There are 64 hexagrams to express its cosmological order, and Six Flying Dragons (2015~2016, SBS) and Tree with Deep Roots (2011, SBS) have shown 3 of them so far.

Ji-Cheon-Tae 지천태 地天泰
- Cho-Young’s code name in the "Nameless”. (SFD)

Poong-Ji-Gwan 풍지관 風地觀
- Jeok-Ryong’s code name in the “Nameless”. (SFD)

San-Hwa-Bi 산화비 山火賁
- Milbon’s secret code (TWDR)

It is interesting that the two respective secret organizations in SFD and TWDR shared those secret codes originated from the 64 hexagrams of the Book of Changes. Is it a coincidence? Or, do they have the same origin? It remains to be seen.

■ They are all connected.

Episode 29~30 revealed several interesting connections with Tree with Deep Roots (2011 SBS). As you know, Six Flying Dragons is the prequel to TWDR.

When searching for Mr. Cheok from Goksan who just attempted to assassinate Yi Seong-Gye, Yi Bang-Ji told Moo-Hyul about Chool-sang-sool (출상술 出上術).

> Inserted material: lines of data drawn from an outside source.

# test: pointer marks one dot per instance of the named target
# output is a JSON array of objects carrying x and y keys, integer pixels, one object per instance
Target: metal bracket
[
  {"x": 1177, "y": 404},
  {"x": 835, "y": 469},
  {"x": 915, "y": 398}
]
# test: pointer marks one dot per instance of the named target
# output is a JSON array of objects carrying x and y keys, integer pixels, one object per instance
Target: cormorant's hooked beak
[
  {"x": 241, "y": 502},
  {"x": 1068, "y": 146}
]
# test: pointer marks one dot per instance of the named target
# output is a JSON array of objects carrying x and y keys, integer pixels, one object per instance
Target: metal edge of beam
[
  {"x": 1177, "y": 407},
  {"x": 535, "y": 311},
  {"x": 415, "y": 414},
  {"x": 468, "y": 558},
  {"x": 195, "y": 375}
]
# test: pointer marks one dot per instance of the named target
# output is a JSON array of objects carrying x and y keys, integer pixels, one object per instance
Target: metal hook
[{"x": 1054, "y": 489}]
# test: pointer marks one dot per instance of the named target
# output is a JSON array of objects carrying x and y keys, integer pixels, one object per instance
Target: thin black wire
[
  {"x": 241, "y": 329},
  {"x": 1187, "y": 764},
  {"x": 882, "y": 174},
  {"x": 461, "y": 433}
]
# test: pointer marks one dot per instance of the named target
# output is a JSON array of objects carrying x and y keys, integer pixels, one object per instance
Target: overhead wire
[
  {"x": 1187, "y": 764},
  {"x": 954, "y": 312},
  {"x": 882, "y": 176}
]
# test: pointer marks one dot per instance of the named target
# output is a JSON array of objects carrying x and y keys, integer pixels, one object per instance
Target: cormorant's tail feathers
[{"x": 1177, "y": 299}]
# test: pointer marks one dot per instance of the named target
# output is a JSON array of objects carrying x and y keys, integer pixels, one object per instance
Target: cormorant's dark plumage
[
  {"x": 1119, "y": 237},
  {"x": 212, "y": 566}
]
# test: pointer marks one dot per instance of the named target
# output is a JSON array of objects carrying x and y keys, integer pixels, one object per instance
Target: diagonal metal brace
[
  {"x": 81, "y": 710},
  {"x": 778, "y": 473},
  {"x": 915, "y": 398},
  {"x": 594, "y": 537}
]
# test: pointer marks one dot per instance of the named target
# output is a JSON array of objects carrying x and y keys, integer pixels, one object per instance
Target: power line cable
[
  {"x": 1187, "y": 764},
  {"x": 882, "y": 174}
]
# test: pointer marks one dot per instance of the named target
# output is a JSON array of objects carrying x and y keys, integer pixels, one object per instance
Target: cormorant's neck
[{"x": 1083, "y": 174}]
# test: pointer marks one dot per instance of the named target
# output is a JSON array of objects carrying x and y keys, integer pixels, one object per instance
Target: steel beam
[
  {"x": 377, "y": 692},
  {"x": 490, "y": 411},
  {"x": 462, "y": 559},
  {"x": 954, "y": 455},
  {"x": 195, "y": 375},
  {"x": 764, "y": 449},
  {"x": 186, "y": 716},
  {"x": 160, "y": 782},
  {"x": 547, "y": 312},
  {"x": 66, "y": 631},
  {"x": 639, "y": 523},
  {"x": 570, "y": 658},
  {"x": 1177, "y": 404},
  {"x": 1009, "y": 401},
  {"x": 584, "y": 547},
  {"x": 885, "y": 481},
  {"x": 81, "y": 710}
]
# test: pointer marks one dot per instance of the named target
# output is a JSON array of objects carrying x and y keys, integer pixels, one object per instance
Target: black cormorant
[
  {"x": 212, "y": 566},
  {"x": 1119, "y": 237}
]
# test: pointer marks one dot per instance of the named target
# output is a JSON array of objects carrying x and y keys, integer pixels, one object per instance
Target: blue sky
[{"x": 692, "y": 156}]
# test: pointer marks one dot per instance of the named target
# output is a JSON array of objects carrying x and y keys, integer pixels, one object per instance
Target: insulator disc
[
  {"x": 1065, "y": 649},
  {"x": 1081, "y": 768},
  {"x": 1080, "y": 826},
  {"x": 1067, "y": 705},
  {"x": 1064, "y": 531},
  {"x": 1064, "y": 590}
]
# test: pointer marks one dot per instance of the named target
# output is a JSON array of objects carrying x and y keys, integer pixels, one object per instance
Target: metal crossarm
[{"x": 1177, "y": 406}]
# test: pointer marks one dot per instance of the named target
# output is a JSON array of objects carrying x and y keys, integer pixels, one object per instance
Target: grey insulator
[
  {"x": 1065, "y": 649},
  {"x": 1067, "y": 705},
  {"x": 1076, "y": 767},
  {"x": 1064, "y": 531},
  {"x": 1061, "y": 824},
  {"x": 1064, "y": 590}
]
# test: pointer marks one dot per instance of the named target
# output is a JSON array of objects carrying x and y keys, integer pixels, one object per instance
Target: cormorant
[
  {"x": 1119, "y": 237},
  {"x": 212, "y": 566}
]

It is an upward jumping technique that Kang Chae-Yoon and Yoon Pyeong learned from Yi Bang-Ji in TWDR.

Bang-Ji also mentioned its reverse technique called Chool-ha-sool (출하술 出下術), the safe landing technique from on high.

Actually, these jumping techniques are known to have existed in Korea until early 20th century.

At the end of episode 30, there was one more TWDR reference in Jung Do-Jeon’s talk with Jung Mong-Joo.

“If a king is a flower, its root is a minister.
Even if its flower is not healthy, the tree is not going to die.
But if the root is not healthy, the tree will die.
The unhealthy flower can be just broken off.
The king only decides the minister, and it is the position where he discusses things with the minister. It is just the luxurious symbolic figure of Joseon.
The root of Joseon is the minister.
Sadaebu of Joseon, become the root!
Be the scholars sustaining Joseon, train the great officials, and select the wise and able minister!
As a result, the tree of Joseon can last for thousands of years.
Be the root of the roots!
This is why I, Jung Do-Jeon, made the root of the roots, the hidden root, Milbon (밀본 密本).
You, Sadeabu, be the roots of this Joseon!
Become the Milbon!
Protect Joseon!

Milbon’s first Bonwon (본원 本源), Jung Do-Jeon
(from Tree with Deep Roots Episode 3)

In short, Jung Do-Jeon dreamed of Constitutional monarchy ruled by Sadaebu ministers. This is clearly the beginning of Milbon, the secret organization of TWDR.